Formação do SGR

Formação do SGR

A liderança de audiência da Rádio Globo nos anos 1960 fez com que Roberto Marinho quisesse ir mais longe. Em 1965, comprou as rádios paulistas Excelsior e Nacional. O crescimento da rede foi marcado ainda pela compra da Rádio Mundial, da Rádio BEAT98 (que nasceu da EldoPop FM, depois 98 FM), e pela criação da Globo FM, da BH FM e da CBN, além da incorporação de diversas afiliadas por todo o país. O Sistema Globo de Rádio conta hoje com 11 emissoras próprias e 61 afiliadas que levam notícia e entretenimento para todo o Brasil.

 


Rádio Mundial

Em 1966, foi a vez de a Rádio Mundial, antiga Rádio Clube do Brasil, ser integrada ao Sistema Globo de Rádio. Ocupava o dial 860 kHz AM e era voltada para o público jovem. A Mundial teve importantes programadores musicais, tais como Nelson Motta, Plínio Gesta, Urgel de Castro, Pedro Júlio Lara Camelo e Nilton Alvarenga Duarte, o Big Boy, um dos mais importantes e influentes disc jockey do rádio brasileiro.
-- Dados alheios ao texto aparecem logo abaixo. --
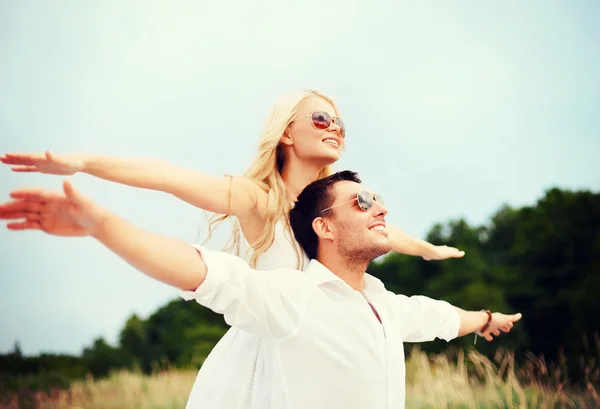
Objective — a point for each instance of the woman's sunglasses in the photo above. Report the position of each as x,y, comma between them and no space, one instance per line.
322,120
364,199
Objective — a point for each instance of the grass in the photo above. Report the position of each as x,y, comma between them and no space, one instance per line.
455,380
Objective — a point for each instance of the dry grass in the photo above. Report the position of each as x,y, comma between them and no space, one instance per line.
463,381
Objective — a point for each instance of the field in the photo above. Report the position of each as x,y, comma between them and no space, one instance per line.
444,381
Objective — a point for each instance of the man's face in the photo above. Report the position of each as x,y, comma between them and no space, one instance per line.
359,235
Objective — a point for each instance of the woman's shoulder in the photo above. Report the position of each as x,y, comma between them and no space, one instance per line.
284,252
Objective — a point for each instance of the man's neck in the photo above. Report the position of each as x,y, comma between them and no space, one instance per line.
351,272
297,175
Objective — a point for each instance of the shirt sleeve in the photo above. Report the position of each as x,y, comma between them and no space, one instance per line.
424,319
269,304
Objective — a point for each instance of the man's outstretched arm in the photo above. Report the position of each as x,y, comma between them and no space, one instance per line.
71,213
268,305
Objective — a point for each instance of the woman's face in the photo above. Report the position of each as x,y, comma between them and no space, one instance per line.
314,134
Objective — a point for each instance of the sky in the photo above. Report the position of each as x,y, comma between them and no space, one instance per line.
452,110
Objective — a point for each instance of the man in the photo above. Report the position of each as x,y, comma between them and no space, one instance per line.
335,334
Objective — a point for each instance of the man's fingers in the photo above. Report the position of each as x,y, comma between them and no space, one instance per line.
35,225
458,254
24,168
20,159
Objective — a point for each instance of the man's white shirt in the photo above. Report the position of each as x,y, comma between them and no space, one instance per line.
322,347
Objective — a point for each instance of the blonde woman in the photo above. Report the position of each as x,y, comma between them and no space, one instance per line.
303,136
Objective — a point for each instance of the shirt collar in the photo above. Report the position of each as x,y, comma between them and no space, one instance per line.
319,274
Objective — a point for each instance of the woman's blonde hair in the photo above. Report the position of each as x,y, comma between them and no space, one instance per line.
266,170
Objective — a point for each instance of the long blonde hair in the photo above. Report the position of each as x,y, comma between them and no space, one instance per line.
265,171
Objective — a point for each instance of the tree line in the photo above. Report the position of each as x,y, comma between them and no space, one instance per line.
541,260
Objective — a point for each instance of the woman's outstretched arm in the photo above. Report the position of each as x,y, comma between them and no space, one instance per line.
211,193
406,244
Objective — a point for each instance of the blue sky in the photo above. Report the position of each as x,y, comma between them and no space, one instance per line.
452,110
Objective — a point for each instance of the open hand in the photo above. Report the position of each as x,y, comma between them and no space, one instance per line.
43,163
60,214
500,322
443,252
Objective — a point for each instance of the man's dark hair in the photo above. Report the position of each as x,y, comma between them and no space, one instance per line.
311,201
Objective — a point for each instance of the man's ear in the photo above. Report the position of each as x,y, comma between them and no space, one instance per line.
286,139
323,228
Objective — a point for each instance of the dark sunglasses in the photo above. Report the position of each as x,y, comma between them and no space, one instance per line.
322,120
365,201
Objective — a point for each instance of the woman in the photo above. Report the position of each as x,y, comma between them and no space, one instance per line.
302,138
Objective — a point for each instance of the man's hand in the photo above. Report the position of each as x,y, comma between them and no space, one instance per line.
60,214
500,322
44,163
442,253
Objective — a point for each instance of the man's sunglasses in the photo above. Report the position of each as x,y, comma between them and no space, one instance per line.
322,120
364,199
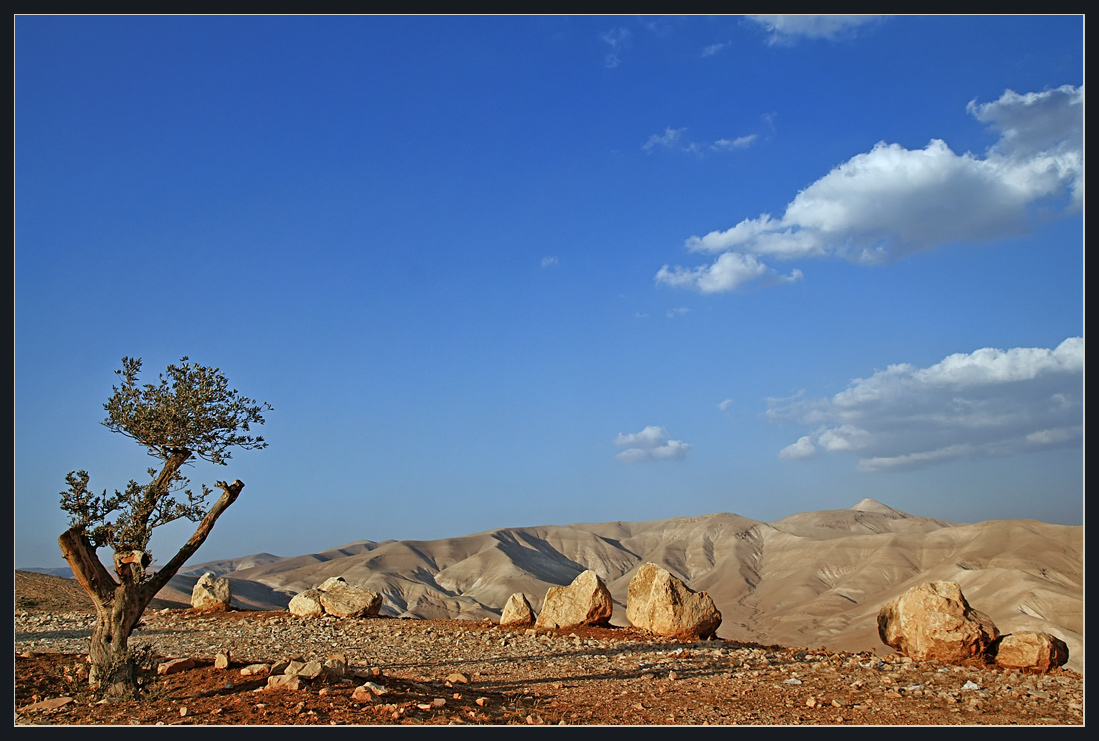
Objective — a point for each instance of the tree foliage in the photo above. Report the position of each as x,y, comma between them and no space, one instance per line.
190,412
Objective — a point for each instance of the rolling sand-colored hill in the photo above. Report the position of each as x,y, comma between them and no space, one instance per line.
810,579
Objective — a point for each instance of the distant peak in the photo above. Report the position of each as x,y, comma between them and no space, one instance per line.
872,506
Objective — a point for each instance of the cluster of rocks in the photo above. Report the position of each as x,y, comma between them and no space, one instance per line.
657,601
929,622
211,594
337,598
636,677
935,622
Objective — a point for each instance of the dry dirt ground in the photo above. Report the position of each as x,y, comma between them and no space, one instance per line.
436,672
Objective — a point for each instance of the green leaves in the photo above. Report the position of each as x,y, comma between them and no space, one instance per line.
190,409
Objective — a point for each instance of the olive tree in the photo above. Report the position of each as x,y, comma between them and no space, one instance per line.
190,413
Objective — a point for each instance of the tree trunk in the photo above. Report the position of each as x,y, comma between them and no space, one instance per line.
119,605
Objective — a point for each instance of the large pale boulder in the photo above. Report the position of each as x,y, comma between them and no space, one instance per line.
659,603
307,604
586,601
211,594
934,621
346,600
518,611
1036,652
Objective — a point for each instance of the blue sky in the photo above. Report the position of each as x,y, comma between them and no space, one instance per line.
498,272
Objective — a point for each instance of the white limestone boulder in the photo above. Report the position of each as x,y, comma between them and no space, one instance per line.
934,621
661,604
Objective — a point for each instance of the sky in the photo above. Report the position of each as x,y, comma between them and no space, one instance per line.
500,272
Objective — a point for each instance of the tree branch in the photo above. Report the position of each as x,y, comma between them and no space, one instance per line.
163,575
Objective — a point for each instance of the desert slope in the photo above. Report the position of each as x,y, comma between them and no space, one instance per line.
810,579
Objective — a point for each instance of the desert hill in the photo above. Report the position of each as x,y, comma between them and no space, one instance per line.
812,578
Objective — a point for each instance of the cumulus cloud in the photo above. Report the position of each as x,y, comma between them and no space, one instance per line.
891,201
617,40
650,444
675,139
989,402
788,29
729,272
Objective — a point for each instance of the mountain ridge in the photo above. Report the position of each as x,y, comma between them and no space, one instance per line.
809,578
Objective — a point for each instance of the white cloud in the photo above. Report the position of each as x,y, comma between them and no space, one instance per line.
650,444
989,402
739,143
668,139
798,451
787,29
729,272
674,139
890,202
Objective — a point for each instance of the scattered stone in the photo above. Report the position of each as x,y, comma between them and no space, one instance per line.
307,604
51,704
586,601
211,594
284,682
934,622
1036,652
518,611
659,603
175,666
346,600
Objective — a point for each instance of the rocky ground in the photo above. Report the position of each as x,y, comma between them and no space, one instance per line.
436,672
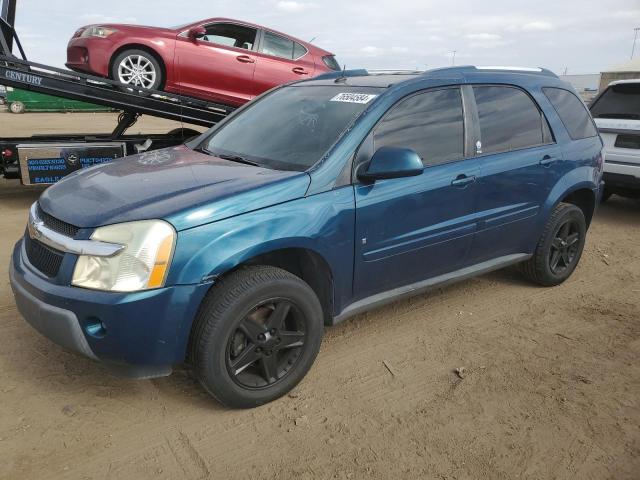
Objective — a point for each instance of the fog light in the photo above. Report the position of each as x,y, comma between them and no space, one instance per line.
95,328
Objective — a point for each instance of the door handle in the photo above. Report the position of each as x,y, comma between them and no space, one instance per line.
547,160
462,180
245,59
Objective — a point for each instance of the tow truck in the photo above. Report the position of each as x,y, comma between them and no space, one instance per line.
44,159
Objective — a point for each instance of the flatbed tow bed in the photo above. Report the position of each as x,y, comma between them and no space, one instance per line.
44,159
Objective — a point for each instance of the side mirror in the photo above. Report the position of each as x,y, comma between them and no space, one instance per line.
197,32
391,162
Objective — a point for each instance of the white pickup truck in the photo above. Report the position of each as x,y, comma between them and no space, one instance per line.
617,114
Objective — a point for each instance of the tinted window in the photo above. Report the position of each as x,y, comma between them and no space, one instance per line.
430,123
572,112
291,128
277,46
509,119
230,35
618,101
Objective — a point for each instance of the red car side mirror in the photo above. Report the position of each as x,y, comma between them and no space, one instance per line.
197,32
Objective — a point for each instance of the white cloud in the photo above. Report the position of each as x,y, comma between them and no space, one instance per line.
91,18
485,40
293,6
371,51
626,14
538,26
580,35
484,36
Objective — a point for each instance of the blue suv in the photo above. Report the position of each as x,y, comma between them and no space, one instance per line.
318,201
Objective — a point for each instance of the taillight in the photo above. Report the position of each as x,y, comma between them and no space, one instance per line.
600,161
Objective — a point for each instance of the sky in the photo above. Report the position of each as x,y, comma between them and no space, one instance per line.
572,36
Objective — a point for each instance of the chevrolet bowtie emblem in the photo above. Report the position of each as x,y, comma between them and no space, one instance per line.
34,231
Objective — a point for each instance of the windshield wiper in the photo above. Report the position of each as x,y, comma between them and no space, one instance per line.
236,158
622,116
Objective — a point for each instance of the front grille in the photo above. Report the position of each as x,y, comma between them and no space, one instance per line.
56,225
43,258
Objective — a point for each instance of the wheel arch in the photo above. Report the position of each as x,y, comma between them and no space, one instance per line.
583,198
578,187
143,47
303,262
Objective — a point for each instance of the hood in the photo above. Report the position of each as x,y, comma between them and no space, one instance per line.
184,187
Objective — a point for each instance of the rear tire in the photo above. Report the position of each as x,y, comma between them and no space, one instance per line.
138,68
256,336
17,107
560,247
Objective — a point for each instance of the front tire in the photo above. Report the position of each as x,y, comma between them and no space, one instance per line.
138,68
256,336
559,248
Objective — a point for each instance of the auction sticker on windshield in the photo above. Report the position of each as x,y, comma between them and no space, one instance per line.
353,97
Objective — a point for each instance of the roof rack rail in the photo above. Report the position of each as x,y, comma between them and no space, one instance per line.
494,68
360,72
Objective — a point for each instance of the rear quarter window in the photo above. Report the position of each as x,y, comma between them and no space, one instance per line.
572,112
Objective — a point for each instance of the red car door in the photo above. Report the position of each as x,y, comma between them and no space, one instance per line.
280,60
219,65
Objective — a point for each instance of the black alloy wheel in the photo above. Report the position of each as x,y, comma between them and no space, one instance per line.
559,248
257,334
564,247
267,343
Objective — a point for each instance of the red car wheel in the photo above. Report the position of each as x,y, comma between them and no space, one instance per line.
138,68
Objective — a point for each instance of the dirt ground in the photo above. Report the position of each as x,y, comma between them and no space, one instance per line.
551,386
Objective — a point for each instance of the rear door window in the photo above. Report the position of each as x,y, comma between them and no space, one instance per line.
430,123
509,119
230,35
618,101
278,46
572,112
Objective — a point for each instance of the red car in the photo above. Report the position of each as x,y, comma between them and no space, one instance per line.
219,59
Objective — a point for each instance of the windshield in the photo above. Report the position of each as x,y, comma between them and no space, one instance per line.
291,128
618,101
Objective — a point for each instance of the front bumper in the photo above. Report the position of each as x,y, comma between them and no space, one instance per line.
89,54
140,334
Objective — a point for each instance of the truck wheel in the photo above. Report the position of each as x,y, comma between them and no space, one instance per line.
138,68
256,336
559,248
16,107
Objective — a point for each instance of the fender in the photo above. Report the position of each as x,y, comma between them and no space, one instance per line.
322,223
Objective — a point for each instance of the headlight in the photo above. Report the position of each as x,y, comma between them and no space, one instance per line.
141,265
102,32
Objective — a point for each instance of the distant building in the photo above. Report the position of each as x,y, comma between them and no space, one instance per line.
587,85
625,71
Big Boy assumiu a direção da rádio e inovou com um estilo de locução informal e irreverente. Os slogans “860, Mundial!!!” ou “Hello, crazy people! Aqui é o Big Boy falando na Mundial” chamavam a juventude para sintonizar na rádio. Nessa época, a Mundial vivia uma competição acirrada com a Rádio Tamoio, das Emissoras Associadas, também com uma programação dedicada ao público jovem. Dedicada ao rock e à black music, a Rádio Mundial, em agosto de 1969, transmitiu ao vivo o festival de Woodstock. Em 1971, foi eleita a emissora do ano pela Revista Propaganda.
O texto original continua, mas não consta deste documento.